The key point, and one that you will see repeated in this class, is that this type of filling in, this unconscious inference, this active role of your brain in seeing and also hearing, is not a special case. Much of what we perceive is an illusion; the part played by our senses is at least as important in our perceptions of the world as the part played by the world. And more generally in psychology, the part played by our minds is at least as important as the events that actually transpire.
Fraser's spiral
This looks like a spiral even though it is really a bunch of concentric circles. Again, this is an unconscious inference; even though you know it's not a spiral, you can't help but see it that way.
Shepard tables
Another unconscious inference. Table tops appear to be different in shape but they are actually identical. A central premise of object perception is that we see objects in a three-dimensional world. If there is an opportunity to interpret a drawing or an image as a three-dimensional object, we do. The two table tops have precisely the same two-dimensional shape on the page, except for a rigid rotation. Nobody believes this when they first look at the illusion. The illusion shows that we don't see the two-dimensional shape drawn on the page, but instead we see the three-dimensional shape of the object in space.
There are lots of other examples of visual and auditory illusions that you'll see/hear throughout the semester. There a number of good visual illusions that you can find on the internet. Here are just of few of the websites that include collections of visual illusions and demonstrations:
Synthetic view: This is the hypothesis that I am most comfortable with, and which I use as the guiding principle in my research and in the courses I teach. The world appears to us the way it does because: (1) We perceive only within the limits of our nervous system, but (2) our nervous system has evolved to reflect certain aspects of the world very accurately.

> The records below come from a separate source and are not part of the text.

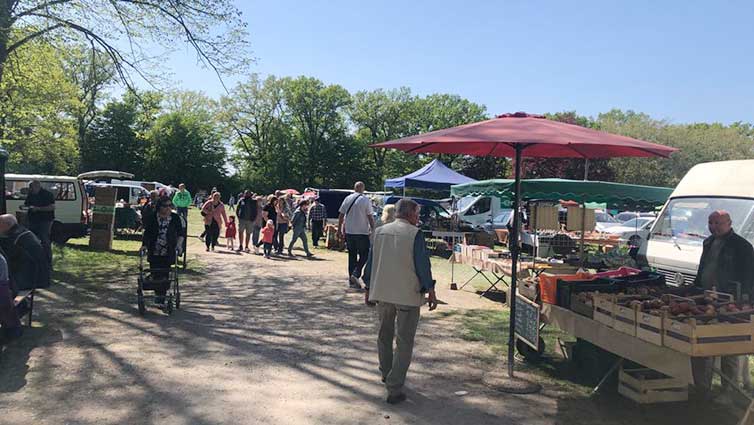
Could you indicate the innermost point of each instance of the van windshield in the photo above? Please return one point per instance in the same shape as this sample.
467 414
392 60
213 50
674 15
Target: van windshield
464 202
685 219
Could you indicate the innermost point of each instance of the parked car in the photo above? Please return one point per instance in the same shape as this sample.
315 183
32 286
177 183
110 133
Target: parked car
432 215
674 245
604 221
71 203
630 215
504 220
634 232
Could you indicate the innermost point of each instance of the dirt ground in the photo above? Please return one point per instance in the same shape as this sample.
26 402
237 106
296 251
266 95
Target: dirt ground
257 341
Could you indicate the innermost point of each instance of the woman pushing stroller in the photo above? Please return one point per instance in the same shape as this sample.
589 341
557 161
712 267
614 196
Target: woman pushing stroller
163 241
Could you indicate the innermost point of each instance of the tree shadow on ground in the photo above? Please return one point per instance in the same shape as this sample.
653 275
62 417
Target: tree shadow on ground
304 323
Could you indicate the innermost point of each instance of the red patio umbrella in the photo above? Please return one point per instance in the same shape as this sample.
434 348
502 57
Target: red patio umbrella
523 135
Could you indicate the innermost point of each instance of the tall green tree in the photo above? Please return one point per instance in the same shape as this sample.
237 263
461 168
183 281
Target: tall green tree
35 100
382 115
697 143
91 72
316 114
255 120
186 147
122 28
112 142
565 168
438 111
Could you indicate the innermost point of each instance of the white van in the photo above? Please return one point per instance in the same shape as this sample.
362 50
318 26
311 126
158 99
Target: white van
129 193
674 244
71 203
476 211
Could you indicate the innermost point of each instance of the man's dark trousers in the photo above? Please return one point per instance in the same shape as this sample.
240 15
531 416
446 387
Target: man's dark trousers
318 227
42 230
358 251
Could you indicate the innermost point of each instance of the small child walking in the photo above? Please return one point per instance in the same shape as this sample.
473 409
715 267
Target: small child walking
230 232
268 234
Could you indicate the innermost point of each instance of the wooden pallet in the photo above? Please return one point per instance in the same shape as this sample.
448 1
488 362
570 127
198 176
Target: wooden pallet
624 319
719 339
604 305
649 386
649 327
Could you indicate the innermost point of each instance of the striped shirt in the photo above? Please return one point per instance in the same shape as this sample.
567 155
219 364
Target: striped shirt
318 212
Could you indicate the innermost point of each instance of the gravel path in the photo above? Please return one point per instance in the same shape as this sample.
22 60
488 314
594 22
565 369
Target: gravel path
257 341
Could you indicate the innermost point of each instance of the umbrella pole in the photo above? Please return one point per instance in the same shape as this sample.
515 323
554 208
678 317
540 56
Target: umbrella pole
583 230
515 248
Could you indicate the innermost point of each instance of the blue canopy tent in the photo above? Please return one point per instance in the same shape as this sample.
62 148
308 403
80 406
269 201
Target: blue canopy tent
435 176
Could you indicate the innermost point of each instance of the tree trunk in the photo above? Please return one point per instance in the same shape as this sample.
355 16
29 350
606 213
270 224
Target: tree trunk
5 24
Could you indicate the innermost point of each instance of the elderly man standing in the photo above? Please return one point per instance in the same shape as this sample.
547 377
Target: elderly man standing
398 274
727 265
182 200
11 325
40 203
357 222
247 215
27 259
317 220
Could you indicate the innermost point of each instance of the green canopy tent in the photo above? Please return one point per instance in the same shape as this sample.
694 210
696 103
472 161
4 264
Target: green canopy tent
626 197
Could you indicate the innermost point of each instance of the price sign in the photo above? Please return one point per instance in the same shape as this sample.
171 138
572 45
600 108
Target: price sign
527 322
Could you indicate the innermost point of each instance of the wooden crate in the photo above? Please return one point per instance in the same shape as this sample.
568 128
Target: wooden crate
604 306
649 327
624 319
719 339
649 386
583 308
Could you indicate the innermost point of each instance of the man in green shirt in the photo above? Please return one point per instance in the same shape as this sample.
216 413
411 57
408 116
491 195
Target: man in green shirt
182 200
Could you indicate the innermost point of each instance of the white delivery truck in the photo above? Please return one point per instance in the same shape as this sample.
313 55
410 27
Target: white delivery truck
71 202
674 244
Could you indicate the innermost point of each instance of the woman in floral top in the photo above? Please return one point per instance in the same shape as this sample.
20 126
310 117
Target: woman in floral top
163 239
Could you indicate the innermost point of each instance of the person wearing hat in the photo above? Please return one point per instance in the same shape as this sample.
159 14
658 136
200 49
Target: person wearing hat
40 204
317 220
247 215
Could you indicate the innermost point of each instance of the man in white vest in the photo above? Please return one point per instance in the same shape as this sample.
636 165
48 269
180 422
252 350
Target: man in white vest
398 274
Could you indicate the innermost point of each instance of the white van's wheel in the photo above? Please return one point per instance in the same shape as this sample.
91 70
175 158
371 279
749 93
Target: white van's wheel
58 234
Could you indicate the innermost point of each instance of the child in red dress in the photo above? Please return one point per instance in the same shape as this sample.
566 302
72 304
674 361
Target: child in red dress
230 232
267 235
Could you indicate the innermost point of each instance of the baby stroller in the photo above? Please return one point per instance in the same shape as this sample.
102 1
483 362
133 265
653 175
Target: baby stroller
156 279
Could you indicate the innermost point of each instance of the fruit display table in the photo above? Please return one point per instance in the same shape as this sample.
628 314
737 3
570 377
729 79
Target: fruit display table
662 359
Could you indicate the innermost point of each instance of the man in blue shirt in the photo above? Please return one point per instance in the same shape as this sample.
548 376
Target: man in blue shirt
398 274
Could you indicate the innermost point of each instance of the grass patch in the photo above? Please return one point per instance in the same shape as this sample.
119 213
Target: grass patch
490 327
76 263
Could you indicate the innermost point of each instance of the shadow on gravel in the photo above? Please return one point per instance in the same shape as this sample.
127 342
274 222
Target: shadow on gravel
307 324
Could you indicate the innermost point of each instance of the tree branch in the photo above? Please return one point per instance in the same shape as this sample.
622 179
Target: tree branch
32 36
40 7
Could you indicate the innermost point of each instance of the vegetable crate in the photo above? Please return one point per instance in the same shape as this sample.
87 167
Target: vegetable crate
733 334
649 386
649 327
624 319
604 306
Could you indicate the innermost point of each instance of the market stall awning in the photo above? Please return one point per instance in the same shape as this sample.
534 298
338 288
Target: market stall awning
434 175
616 195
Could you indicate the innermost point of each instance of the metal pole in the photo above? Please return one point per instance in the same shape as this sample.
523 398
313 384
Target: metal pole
583 230
586 169
514 247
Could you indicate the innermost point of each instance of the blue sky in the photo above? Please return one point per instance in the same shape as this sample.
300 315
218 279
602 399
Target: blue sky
685 61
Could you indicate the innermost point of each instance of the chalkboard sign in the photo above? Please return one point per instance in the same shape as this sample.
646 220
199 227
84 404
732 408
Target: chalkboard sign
527 322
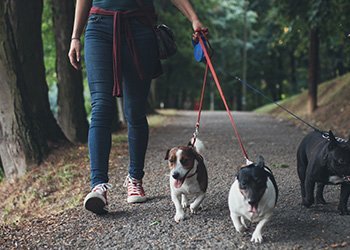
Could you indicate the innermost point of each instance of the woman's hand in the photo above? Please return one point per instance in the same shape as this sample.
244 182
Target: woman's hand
74 53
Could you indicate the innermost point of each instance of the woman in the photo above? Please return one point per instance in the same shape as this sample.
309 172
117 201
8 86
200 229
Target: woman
121 58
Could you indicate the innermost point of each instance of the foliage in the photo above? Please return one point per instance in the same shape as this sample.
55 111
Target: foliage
277 48
49 55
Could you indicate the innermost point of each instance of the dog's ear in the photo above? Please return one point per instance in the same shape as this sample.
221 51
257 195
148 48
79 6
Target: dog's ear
260 161
197 156
167 155
332 140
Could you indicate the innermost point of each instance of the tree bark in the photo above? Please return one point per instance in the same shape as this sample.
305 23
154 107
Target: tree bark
22 142
25 19
313 70
71 109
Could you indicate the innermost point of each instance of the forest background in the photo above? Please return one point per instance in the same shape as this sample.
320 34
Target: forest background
280 47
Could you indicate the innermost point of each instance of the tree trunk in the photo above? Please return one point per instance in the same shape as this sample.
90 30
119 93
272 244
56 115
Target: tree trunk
22 140
25 18
70 100
293 77
313 70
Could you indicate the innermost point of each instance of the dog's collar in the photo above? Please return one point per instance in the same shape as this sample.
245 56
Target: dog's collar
187 177
346 178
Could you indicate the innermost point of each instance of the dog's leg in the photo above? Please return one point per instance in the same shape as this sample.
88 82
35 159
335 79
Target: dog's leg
194 205
309 192
257 236
344 197
184 201
243 222
301 167
319 193
180 213
237 223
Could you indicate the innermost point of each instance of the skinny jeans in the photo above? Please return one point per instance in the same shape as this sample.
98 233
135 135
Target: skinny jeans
99 66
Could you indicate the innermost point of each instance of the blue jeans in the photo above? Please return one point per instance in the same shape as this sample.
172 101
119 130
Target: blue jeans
99 66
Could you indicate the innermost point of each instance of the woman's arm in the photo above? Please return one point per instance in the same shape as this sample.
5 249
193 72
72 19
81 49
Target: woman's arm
186 8
82 9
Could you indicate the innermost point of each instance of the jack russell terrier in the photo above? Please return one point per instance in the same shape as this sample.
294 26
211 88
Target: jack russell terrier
253 196
188 176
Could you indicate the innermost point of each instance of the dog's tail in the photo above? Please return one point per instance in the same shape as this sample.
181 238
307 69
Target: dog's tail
199 146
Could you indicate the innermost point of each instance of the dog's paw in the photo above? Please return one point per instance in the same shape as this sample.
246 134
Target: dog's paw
307 203
179 217
243 223
256 237
240 228
320 200
343 211
195 209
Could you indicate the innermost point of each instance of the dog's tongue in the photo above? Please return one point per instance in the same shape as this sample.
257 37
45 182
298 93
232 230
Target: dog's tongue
178 183
253 209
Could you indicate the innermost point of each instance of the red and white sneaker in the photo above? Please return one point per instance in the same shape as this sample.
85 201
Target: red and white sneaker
96 200
136 194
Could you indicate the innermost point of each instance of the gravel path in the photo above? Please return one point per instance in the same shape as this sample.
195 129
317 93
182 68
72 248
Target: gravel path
151 225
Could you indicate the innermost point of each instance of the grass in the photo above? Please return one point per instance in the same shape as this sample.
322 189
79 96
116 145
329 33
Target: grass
332 112
60 182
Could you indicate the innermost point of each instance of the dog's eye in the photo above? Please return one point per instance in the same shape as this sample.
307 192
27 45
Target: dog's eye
184 161
341 161
243 185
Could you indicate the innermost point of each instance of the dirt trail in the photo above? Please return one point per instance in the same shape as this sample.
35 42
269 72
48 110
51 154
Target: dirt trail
151 225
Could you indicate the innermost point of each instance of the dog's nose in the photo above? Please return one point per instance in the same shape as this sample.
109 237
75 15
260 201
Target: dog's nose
176 175
252 202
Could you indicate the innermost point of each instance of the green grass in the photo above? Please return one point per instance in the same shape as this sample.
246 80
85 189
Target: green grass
2 174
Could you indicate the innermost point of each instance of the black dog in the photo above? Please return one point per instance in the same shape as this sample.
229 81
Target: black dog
324 159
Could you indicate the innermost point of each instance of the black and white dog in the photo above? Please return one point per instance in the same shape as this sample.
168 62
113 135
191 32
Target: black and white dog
323 159
188 176
253 196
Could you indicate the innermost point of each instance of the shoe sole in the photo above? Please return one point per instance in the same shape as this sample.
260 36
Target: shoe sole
95 205
136 199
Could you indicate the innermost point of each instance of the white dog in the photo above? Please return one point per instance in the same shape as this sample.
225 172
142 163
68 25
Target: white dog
253 196
188 176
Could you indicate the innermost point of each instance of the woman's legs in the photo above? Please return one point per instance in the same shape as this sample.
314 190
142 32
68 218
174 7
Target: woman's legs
98 59
135 92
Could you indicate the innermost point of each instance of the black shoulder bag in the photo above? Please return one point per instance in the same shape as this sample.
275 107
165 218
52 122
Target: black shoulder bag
165 37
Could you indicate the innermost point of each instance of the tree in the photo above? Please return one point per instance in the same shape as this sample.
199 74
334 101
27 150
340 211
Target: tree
26 122
71 110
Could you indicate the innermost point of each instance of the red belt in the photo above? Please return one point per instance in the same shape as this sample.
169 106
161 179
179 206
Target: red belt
121 22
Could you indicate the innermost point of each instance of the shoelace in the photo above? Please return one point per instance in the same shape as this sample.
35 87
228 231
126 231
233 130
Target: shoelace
103 187
134 185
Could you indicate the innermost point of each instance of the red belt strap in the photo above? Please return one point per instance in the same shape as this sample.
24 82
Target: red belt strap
121 22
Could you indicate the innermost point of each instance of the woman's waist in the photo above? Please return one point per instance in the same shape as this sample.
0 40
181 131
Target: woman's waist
122 5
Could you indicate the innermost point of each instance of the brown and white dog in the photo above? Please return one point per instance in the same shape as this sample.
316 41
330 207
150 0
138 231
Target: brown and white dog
188 176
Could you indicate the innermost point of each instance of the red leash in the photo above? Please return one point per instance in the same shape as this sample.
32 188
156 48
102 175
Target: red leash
216 80
200 107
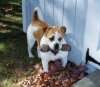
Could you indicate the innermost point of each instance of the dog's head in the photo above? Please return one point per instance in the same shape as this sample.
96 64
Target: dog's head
55 37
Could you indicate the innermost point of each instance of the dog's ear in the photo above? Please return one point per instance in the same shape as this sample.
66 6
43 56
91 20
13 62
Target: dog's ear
47 30
63 29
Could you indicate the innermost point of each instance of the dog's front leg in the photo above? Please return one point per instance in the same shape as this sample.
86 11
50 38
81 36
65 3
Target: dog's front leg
45 65
64 62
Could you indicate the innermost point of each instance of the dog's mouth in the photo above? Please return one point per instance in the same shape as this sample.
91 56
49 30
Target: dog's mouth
55 51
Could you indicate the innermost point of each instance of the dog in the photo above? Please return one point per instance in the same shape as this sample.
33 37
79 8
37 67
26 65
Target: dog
49 37
53 46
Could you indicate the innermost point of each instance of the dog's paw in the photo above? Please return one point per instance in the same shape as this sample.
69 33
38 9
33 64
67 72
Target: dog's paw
31 56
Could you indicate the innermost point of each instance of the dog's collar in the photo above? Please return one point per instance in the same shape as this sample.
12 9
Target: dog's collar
46 48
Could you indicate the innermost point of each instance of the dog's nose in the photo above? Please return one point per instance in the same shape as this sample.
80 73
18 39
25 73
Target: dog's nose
56 46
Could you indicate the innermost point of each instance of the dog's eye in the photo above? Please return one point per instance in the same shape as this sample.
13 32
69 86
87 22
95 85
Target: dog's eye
60 39
52 38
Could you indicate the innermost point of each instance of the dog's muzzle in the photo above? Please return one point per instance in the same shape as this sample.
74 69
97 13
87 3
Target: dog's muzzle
46 48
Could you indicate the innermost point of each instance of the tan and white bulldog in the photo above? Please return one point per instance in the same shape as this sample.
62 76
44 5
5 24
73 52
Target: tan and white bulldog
50 39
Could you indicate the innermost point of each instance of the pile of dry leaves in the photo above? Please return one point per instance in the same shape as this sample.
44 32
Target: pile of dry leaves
57 77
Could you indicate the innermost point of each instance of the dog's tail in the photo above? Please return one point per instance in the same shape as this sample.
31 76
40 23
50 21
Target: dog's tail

This acknowledges both of the previous viewpoints, the subjectivist and the objectivist. It agrees with the subjectivist view that our senses themselves play an enormous role in determining how we perceive the world. It also agrees with the objectivist view by claiming that our senses evolved over millions of years under constraints imposed by the world; our senses have evolved so that we can function succesfully.
The point is that the sensory systems of your brain must make some kind of inference because you do not have the opportunity to perceive the world directly. Let's say I clap my hands. You don't hear the distal stimulus, the physical event of clapping, directly. It's not like your head is sandwiched between my hands when I clap them. Rather, your ears sense the air vibrations that propagate through the room as a result of my clapping. Likewise, your eyes don't sense an object directly, as if they were rubbing up against the surface of the object. Instead, light bounces off the surface and into your eyes.
The unconscious inferences are performed by your brain. The neurons in your brain perform computations to process and transform the incoming sensory stimuli (light and sound) to make these inferences. Given the limited/indirect information available, the sensory systems of your brain do remarkably well; most of the time, the unconscious inferences are correct. Occassionally, however, these unconscious inferences fail, giving rise to perceptual illusions. By studying when and how the sensory systems fail, we can learn about how these systems work.